Há na vizinhança um brigão que bate na mulher. Já bateu num vizinho que tentou interferir. Outros dois vizinhos juntam um bando de 50 homens fortemente armados e invadem a casa do brigão, sob o pretexto que ele pode destruir a vizinhança dentro de 45 minutos a qualquer momento, pois tem uma fábrica de ácido. Destroem a casa e queimam-na, matando um dos filhos do brigão. O outro e a mulher escapam com a vida mas sem quaisquer posses. Não encontram o brigão. Não encontram o ácido, mas continuam a dizer que a casa é muito grande e que hão-de encontrá-lo e que de qualquer modo, a mulher dele está bem melhor pois ele já não a bate.

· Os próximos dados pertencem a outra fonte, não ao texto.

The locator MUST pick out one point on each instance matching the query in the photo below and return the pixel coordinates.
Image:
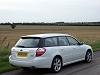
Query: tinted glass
(28, 42)
(63, 41)
(51, 41)
(72, 41)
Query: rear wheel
(56, 64)
(88, 57)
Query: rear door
(25, 48)
(78, 50)
(65, 50)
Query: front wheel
(88, 57)
(56, 64)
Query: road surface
(79, 68)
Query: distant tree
(13, 26)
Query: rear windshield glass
(28, 42)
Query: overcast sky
(49, 10)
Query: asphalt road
(79, 68)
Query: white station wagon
(50, 50)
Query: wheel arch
(59, 57)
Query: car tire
(56, 65)
(88, 57)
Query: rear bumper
(37, 62)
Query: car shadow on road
(48, 71)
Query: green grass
(4, 61)
(5, 52)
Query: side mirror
(81, 43)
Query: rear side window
(72, 41)
(28, 42)
(63, 41)
(52, 41)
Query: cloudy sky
(49, 10)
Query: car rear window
(28, 42)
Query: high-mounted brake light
(40, 52)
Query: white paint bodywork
(69, 54)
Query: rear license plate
(22, 54)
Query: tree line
(56, 23)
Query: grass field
(8, 37)
(87, 34)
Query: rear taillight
(40, 52)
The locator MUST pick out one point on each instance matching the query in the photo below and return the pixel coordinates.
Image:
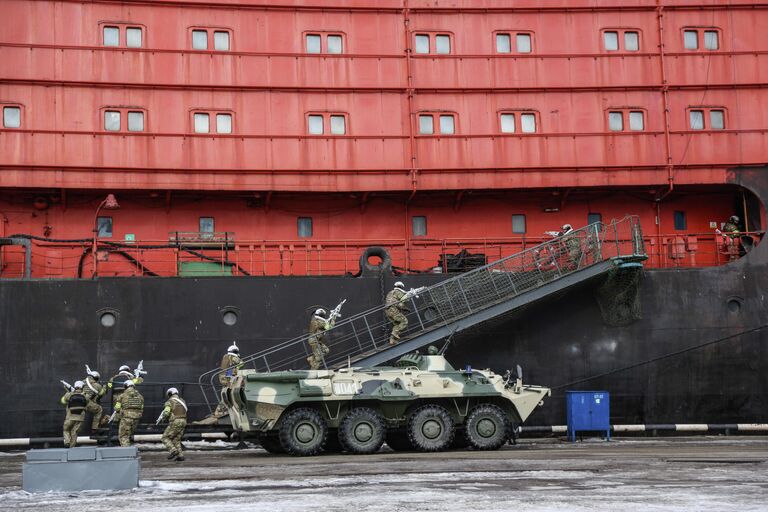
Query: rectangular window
(442, 44)
(528, 123)
(615, 121)
(202, 123)
(104, 226)
(221, 41)
(631, 41)
(223, 123)
(422, 43)
(503, 43)
(338, 125)
(691, 39)
(315, 124)
(112, 120)
(697, 119)
(11, 117)
(710, 40)
(335, 44)
(447, 125)
(716, 120)
(199, 39)
(518, 224)
(133, 37)
(207, 225)
(304, 226)
(419, 225)
(426, 125)
(681, 224)
(313, 43)
(507, 123)
(523, 42)
(111, 36)
(135, 121)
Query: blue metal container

Outra coisa, chamam terrorista ao filho porque ele não os quer na sua propriedade, o que resta dela.

A definição dos princípios de Machiavelli é “política sem lealdade ou boa fé, maneira de proceder perfídia”. Uma excelente descrição da escola de diplomacia seguido por Bush, Blair e seu nojento bando de sicofantas, que, se tivessem uma módica quantia de decência, iriam apresentar as suas demissões. Já.